CVE-2026-4853 is a path traversal vulnerability in the JetBackup – Backup, Restore & Migrate WordPress plugin (up to version 3.1.19.8). The vulnerability is due to insufficient input validation on the fileName parameter in the file upload handler. The plugin uses sanitize_text_field() which does not prevent path traversal sequences like '../'. The unsanitized filename is concatenated directly in Upload::getFileLocation() without basename() or path validation. When an invalid file is uploaded, cleanup logic calls dirname() on the traversed path and passes it to Util::rm(), which recursively deletes the resolved directory. Authenticated attackers with administrator privileges can exploit this to delete critical directories such as wp-content/plugins, causing severe site disruption. The CVSS v3.1 score is 4.9 (medium severity), with no known exploits or official remediation available.

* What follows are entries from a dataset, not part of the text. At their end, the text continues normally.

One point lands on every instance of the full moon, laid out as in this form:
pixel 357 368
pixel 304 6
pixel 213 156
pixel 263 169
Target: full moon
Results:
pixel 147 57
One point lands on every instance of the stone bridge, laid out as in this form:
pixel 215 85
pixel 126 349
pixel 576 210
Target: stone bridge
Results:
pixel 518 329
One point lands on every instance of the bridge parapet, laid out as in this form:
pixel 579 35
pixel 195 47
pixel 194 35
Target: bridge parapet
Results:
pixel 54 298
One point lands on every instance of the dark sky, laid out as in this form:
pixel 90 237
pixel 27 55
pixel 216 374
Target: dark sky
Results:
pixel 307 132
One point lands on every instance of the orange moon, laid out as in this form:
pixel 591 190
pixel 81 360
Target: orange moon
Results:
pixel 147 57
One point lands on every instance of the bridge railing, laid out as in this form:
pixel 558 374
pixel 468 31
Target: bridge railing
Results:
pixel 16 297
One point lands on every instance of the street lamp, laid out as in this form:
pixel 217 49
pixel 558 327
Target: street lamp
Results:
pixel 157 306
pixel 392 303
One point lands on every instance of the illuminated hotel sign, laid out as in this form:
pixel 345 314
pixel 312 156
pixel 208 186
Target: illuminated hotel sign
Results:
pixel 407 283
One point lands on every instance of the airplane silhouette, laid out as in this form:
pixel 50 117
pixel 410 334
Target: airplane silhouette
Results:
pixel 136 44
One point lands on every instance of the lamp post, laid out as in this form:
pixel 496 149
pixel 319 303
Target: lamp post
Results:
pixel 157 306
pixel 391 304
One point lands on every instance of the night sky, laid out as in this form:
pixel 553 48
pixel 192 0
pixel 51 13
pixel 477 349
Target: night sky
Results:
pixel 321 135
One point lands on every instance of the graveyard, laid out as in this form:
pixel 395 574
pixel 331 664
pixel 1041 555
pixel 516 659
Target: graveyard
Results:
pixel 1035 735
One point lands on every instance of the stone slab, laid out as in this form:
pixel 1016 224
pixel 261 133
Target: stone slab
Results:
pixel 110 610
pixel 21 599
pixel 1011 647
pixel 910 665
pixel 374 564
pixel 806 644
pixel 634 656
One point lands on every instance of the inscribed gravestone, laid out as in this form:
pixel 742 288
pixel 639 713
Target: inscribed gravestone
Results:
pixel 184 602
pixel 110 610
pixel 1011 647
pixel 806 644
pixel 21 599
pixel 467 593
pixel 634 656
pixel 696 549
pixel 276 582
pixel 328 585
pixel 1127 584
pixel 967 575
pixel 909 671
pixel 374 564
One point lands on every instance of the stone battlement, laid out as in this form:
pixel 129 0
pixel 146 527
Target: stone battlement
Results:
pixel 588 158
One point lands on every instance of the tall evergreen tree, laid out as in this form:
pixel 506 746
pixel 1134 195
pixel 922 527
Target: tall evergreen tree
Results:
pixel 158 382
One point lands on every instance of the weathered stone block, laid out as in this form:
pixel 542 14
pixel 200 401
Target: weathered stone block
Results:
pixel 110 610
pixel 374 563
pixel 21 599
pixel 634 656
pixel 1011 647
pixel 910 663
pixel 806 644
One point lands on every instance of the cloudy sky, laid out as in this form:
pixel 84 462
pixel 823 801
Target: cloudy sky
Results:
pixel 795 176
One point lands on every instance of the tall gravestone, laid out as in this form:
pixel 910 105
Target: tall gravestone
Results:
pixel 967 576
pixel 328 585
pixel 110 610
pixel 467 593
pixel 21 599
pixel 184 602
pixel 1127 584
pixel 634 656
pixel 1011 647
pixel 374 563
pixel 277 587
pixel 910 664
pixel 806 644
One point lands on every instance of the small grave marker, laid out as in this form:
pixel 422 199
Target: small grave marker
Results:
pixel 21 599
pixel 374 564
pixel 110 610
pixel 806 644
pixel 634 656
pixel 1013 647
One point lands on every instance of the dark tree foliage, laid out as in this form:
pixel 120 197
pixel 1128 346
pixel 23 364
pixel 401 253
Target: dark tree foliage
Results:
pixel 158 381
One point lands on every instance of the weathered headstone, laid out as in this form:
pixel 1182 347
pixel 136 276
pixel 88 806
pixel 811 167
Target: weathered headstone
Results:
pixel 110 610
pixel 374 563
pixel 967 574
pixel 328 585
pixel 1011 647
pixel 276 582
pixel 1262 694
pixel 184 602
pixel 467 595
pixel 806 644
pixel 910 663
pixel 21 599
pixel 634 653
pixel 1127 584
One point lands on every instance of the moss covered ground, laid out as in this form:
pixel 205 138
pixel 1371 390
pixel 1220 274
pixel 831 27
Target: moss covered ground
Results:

Successful exploitation allows an authenticated administrator to delete arbitrary directories outside the intended upload directory, including critical WordPress directories like wp-content/plugins. This results in disabling all installed plugins and causing significant disruption to the WordPress site. The vulnerability does not impact confidentiality or integrity directly but causes high availability impact by deleting essential files.

Patch status is not yet confirmed — check the vendor advisory for current remediation guidance. Until an official fix is available, restrict administrator access to trusted users only and monitor for suspicious file upload activity. Avoid uploading files with untrusted filenames. Consider disabling or limiting the use of the vulnerable plugin if possible.